En marge des journées parlementaires socialistes à Montpellier, les commentaires vont bon train sur 2022, et la situation politique. Les sénateurs et députés préparent les prochains mois de campagne, pour la présidentielle et les législatives. Leur future candidate, Anne Hidalgo, qui doit se lancer officiellement ce dimanche à Rouen, fait un carton. La candidature, le 4 septembre à Clamecy, de l’ancien ministre Arnaud Montebourg en totale autonomie, alimente aussi les conversations. « C’est quand même dommage qu’on en soit là », peste un ancien membre du gouvernement, attablé avec ses collègues sénateurs. Le lendemain, Arnaud Montebourg poursuit sa tournée des médias, sur France Inter.

Alors que le parti devrait mettre en orbite Anne Hidalgo à l’issue du congrès des 18 et 19 septembre (seul Stéphane Le Foll va se présenter face à elle), le cas Arnaud Montebourg risque d’embarrasser la famille socialiste. L’ancien ministre du Redressement productif part en campagne sur le thème de « la Remontada », totalement affranchi du PS, dont il n’est plus adhérent. Au groupe PS du Sénat, qui compte 65 membres, le nombre de ses soutiens oscillerait entre six et dix personnes. Le mouvement est pour l’heure limité.

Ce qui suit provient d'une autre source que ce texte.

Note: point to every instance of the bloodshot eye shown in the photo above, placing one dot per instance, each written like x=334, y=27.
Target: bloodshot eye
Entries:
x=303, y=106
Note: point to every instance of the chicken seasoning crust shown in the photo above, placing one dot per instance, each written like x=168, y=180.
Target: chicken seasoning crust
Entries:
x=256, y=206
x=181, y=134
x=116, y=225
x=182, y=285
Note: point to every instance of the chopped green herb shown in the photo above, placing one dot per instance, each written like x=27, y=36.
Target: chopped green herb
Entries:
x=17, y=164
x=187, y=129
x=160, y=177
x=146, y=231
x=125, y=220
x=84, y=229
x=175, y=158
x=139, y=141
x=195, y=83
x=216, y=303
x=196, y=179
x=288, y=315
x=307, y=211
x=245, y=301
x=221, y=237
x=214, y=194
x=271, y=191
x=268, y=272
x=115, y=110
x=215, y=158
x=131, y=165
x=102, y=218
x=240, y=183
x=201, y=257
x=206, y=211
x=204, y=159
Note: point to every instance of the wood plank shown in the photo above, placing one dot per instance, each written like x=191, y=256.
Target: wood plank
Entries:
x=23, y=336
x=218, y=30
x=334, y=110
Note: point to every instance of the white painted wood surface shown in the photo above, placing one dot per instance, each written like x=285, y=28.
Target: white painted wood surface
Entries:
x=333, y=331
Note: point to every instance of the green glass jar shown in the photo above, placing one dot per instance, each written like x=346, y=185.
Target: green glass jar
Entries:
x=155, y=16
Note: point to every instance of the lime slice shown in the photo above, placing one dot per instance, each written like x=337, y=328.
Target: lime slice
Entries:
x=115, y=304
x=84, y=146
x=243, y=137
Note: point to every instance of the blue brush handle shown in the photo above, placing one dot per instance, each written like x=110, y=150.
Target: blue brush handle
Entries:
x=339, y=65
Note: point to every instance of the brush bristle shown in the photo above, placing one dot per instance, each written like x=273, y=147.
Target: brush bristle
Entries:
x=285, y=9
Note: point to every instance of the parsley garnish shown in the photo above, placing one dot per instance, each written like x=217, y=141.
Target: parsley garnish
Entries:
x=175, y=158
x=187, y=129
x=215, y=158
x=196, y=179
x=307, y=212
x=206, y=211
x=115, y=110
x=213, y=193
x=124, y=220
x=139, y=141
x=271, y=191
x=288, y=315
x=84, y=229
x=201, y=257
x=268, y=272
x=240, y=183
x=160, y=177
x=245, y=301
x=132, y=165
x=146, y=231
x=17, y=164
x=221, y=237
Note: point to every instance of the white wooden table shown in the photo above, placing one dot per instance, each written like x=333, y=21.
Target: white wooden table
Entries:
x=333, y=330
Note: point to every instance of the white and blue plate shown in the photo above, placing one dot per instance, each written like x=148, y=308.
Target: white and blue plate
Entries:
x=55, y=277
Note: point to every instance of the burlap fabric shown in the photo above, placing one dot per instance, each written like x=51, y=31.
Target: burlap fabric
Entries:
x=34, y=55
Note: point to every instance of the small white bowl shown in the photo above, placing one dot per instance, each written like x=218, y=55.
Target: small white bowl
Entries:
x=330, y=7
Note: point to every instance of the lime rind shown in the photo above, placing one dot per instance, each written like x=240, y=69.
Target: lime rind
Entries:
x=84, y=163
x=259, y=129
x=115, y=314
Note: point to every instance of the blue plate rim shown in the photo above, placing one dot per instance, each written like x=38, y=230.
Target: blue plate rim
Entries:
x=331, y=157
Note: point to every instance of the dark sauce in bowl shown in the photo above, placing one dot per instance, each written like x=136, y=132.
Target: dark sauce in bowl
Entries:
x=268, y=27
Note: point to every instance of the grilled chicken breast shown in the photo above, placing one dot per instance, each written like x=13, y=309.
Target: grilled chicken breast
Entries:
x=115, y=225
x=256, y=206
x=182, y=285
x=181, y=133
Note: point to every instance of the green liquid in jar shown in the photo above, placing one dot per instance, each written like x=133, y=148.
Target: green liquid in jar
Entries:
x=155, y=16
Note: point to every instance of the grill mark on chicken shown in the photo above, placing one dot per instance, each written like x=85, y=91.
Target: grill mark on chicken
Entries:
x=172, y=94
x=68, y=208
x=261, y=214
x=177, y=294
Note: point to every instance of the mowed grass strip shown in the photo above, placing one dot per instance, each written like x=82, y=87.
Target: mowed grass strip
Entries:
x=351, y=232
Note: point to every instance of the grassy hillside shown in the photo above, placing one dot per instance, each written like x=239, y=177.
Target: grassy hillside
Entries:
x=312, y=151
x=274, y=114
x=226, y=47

Ses plus fervents soutiens ne voient aucun souci à l’encourager, lui, plutôt que le ou la candidat(e) qui sera investi(e) par le PS. « Il faut déjà donner sa chance à chacune des candidatures du plateau et pour l’instant Arnaud Montebourg a déposé la sienne, d’autres ne l’ont pas encore fait, je suis assez serein », se défend Jérôme Durain, l’un de ses fidèles amis au Palais du Luxembourg. Dans une période où « rien n’est stabilisé », le sénateur de Saône-et-Loire estime qu’aucun des pro-Montebourg n’est « en marge » dans le groupe. « Arnaud Montebourg, il a une équation personnelle, il a des idées qui sont posées sur la table, il a une démarche politique qui est claire.

Un autre proche d’Arnaud Montebourg, Patrice Joly, a lui aussi fait le déplacement la semaine dernière à Clamecy, dans la Nièvre. Le sénateur du département, engagé avec Arnaud Montebourg au début des années 2000 dans le courant du Nouveau Parti socialiste (NPS), aime « regarder avec intérêt » l’aventure de son ami, dont il vante une « stature d’homme d’Etat ». Même s’il manifeste beaucoup d’enthousiasme sur son programme, Patrice Joly précise qu’il soutiendra néanmoins « le candidat le mieux placé ». « On va voir ce que ça va donner, si cette candidature porte ou non. Si elle ne passe pas, il ne faudrait pas qu’elle vienne abîmer la candidature d’Anne Hidalgo. Il faut qu’un des deux s’écarte, sinon on va dans le mur. »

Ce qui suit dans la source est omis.